What you can do with them
- Semantic search — find documents close to a query in meaning rather than keywords.
- Clustering — group support tickets, news articles, or user queries by topic.
- Classification — train a tiny logistic head on top of embeddings to label text cheaply.
- Deduplication — detect near-duplicate content that differs in wording.

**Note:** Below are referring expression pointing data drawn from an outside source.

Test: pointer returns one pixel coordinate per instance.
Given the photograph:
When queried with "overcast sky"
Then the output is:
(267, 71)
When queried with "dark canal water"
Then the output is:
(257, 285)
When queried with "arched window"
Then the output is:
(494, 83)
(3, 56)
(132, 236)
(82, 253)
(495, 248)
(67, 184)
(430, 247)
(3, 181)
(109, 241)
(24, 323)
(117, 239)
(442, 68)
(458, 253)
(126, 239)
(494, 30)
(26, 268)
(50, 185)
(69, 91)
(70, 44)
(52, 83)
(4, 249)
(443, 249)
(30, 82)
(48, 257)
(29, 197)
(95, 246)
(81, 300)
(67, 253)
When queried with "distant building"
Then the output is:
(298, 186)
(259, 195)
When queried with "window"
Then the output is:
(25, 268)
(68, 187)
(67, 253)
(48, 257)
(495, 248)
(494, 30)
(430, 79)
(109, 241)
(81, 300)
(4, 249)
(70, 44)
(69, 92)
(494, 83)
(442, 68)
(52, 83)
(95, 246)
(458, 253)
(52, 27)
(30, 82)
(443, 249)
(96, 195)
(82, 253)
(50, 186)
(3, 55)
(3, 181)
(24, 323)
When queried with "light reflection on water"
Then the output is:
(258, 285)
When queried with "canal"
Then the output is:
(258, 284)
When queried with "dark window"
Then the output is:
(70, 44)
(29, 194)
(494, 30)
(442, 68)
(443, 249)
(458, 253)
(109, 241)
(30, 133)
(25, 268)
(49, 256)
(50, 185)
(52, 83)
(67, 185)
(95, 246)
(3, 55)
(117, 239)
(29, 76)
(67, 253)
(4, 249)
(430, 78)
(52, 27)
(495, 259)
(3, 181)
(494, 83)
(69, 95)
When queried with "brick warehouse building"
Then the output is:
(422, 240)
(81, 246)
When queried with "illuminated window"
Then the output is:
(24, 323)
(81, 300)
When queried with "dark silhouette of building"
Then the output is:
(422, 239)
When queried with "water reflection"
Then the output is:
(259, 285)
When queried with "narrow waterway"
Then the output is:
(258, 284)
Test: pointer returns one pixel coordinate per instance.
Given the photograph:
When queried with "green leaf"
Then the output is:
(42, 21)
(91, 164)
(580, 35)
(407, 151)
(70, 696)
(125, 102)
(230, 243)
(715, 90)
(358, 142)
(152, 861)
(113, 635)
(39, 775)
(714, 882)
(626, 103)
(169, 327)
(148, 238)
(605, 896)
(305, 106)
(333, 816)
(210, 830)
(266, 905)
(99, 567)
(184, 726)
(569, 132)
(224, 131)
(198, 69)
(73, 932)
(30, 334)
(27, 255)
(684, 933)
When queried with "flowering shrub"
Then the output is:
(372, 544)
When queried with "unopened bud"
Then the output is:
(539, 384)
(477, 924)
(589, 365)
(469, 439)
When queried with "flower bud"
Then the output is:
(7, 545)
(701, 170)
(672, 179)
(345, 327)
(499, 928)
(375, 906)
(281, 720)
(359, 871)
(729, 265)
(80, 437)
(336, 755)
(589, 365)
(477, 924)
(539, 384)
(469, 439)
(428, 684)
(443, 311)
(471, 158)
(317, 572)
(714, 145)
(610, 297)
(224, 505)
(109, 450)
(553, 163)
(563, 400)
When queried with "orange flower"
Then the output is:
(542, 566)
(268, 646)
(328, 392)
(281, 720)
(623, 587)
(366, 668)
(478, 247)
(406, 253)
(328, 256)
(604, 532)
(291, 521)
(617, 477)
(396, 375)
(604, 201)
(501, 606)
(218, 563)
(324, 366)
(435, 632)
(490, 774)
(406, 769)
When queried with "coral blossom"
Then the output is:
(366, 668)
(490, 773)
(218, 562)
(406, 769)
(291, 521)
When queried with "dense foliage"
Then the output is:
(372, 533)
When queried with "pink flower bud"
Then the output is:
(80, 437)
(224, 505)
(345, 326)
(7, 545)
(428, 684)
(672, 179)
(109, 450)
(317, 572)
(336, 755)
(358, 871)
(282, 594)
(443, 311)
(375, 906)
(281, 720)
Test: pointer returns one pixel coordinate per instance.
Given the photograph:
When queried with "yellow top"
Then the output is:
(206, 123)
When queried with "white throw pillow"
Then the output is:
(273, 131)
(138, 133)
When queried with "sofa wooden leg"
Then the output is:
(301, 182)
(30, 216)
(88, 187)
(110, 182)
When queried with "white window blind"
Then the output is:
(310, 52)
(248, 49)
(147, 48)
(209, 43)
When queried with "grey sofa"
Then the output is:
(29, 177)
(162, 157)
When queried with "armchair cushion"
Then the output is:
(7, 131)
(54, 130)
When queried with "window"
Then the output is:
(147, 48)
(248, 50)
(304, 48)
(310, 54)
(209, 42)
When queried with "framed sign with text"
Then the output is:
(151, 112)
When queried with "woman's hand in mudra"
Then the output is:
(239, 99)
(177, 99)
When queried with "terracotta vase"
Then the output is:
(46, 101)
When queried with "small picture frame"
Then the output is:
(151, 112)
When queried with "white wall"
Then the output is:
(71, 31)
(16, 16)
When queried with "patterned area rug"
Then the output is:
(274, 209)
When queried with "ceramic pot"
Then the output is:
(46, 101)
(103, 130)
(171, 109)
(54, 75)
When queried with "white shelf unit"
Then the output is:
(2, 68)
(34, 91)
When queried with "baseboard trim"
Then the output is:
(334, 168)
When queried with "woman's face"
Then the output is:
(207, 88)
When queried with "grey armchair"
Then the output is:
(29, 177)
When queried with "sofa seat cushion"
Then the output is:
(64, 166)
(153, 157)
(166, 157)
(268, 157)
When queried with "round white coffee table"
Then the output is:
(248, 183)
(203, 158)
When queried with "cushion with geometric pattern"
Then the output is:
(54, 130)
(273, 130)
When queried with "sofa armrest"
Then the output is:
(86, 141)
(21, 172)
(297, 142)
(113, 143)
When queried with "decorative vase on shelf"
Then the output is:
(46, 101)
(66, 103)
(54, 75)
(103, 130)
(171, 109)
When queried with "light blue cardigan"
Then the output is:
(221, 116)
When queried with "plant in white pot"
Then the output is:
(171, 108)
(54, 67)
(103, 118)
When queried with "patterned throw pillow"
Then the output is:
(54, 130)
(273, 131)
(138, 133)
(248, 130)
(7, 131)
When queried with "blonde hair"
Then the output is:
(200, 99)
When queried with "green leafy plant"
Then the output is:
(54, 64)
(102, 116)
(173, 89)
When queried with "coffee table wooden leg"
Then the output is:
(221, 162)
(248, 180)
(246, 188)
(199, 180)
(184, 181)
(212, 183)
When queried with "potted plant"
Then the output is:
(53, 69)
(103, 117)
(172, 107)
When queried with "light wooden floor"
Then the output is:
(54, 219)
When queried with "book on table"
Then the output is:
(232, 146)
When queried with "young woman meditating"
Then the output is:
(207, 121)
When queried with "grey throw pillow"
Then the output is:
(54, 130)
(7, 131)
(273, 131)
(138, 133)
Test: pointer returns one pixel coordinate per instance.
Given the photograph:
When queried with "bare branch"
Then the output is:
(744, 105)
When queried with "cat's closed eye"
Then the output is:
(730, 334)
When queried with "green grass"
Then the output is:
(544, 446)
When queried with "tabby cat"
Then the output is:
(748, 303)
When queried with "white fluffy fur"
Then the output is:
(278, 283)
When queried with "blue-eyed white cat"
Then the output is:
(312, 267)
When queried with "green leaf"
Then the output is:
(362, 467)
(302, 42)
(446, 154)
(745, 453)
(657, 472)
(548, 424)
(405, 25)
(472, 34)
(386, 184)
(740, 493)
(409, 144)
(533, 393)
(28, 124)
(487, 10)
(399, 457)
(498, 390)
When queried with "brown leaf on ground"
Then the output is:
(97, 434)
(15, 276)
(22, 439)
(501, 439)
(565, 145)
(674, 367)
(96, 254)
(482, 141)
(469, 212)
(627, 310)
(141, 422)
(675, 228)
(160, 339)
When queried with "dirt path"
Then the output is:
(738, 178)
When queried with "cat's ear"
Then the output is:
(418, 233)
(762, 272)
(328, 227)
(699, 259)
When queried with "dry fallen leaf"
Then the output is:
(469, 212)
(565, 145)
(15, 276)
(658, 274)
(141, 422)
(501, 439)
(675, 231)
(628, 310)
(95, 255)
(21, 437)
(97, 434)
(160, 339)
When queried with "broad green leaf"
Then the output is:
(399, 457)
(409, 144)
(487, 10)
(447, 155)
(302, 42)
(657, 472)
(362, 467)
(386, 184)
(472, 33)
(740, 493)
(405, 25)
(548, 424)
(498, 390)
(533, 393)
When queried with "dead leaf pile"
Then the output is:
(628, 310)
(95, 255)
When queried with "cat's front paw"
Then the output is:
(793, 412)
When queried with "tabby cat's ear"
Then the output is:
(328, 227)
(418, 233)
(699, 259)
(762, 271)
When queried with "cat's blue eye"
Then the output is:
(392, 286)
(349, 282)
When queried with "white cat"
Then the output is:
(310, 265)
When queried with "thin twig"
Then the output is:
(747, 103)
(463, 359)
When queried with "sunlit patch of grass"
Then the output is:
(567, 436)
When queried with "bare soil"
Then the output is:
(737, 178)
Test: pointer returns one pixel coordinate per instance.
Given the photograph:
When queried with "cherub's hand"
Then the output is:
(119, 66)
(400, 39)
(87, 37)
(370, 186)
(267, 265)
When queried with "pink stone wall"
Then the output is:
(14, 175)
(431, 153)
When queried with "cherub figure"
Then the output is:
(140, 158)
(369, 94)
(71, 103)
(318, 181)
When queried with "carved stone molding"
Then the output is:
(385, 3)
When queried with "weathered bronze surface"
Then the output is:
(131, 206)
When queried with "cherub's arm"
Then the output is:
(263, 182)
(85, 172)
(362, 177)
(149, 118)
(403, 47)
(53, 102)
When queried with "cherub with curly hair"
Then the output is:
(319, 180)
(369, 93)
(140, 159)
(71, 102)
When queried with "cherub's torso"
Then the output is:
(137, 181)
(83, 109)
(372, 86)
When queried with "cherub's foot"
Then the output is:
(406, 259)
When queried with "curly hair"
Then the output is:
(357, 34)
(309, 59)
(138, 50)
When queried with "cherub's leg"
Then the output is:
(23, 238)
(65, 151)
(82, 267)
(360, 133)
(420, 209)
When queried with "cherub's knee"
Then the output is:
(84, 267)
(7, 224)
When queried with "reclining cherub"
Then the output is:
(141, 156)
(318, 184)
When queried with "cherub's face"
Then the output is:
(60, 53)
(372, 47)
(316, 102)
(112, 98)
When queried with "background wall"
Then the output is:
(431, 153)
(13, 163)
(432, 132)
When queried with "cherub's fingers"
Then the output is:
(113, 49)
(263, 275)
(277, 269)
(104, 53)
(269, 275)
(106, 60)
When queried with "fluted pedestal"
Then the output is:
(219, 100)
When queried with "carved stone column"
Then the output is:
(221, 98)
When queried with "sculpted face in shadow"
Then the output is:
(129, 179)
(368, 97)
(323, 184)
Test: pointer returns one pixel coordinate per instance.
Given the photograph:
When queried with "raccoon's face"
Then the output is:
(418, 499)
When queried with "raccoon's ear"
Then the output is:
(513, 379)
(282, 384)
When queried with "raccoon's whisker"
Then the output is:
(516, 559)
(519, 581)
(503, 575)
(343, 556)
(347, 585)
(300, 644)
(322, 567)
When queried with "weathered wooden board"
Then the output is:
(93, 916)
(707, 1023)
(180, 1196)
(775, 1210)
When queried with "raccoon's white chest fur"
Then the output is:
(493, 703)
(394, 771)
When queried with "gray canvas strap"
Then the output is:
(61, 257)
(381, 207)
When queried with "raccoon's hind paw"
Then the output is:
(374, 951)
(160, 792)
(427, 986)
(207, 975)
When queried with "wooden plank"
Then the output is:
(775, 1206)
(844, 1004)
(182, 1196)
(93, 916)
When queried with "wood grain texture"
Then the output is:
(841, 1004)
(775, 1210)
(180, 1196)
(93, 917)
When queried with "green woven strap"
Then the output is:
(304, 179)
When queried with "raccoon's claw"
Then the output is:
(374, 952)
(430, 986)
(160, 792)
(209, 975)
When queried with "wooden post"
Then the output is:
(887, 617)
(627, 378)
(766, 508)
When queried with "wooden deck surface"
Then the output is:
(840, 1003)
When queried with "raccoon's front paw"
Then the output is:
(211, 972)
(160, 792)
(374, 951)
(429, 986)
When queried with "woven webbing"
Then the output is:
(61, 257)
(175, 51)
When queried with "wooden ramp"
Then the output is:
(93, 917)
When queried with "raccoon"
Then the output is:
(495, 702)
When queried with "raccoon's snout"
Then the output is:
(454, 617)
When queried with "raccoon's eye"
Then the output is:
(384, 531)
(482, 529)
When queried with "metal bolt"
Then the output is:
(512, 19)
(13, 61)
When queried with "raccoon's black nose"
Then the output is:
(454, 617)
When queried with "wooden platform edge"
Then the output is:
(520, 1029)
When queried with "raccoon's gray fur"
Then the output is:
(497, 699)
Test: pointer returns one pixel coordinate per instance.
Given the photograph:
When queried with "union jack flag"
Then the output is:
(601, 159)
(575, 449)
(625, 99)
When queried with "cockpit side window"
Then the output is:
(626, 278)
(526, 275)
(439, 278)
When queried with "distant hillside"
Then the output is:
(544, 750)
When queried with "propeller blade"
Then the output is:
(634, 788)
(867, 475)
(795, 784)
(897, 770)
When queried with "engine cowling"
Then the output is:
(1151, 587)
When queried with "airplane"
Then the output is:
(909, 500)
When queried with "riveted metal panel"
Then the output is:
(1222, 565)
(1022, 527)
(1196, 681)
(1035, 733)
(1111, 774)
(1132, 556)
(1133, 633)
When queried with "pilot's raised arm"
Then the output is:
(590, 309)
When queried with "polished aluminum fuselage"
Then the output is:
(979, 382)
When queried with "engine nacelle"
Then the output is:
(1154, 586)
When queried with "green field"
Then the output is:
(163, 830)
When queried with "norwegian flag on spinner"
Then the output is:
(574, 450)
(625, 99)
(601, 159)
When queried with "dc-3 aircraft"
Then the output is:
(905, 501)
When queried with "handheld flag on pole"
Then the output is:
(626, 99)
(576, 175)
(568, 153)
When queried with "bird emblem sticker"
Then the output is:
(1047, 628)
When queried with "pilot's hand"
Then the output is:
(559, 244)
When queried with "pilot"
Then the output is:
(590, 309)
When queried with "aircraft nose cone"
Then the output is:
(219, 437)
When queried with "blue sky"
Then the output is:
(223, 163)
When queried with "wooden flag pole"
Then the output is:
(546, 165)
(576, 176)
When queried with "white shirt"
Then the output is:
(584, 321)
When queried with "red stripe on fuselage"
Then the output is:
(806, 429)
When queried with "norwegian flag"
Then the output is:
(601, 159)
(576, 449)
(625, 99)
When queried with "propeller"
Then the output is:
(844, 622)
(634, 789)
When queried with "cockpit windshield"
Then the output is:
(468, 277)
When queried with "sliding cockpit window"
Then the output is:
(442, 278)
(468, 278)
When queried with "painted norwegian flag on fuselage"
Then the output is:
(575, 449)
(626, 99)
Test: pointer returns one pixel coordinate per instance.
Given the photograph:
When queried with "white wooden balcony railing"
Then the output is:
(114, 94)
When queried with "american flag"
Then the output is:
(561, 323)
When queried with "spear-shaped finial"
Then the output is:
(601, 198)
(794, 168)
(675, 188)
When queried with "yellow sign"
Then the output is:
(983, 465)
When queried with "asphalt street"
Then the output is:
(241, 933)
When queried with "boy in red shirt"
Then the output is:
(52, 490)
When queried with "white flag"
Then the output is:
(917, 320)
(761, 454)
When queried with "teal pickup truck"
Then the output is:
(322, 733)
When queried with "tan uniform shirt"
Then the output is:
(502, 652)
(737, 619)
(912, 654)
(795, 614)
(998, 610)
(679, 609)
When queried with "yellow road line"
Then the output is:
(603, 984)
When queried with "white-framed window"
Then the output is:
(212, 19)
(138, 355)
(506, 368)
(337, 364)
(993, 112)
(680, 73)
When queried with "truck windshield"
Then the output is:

- Recommendation — "users who liked X" where X is represented as an embedding.
Choosing a model
- OpenAI
text-embedding-3-large— 3072 dims, strong general-purpose baseline, reasonable cost. - OpenAI
text-embedding-3-small— 1536 dims, good enough for most apps at a fraction of the cost. - Cohere
embed-v3— multilingual strength, separate doc and query encoders. - Open models —
bge-m3,nomic-embed-text-v2, Stella — good if you want local inference and no API dependency.
The cheapest model that meets your recall target is the right one. Test on your data; generic leaderboards lie often.
What can go wrong
- Dimension mismatch — you embedded with one model, switched to another, kept the index. Results are noise. Re-embed on model change.
- Chunk-size mismatch — query is one sentence, documents are 2000 tokens each. Similarity is dominated by length bias. Match your chunk granularity to typical queries.
- Language mismatch — English-trained embedding on Chinese text is garbage. Use a multilingual model or translate first.
- Versioning blindness — providers silently update embedding models. Pin the version and store it alongside each vector.
When NOT to use embeddings
Exact-match lookups (order ID, SKU, UUID) belong in an index, not a vector store. Embeddings are for fuzzy semantic matching — anything the regex could solve is faster with a regex.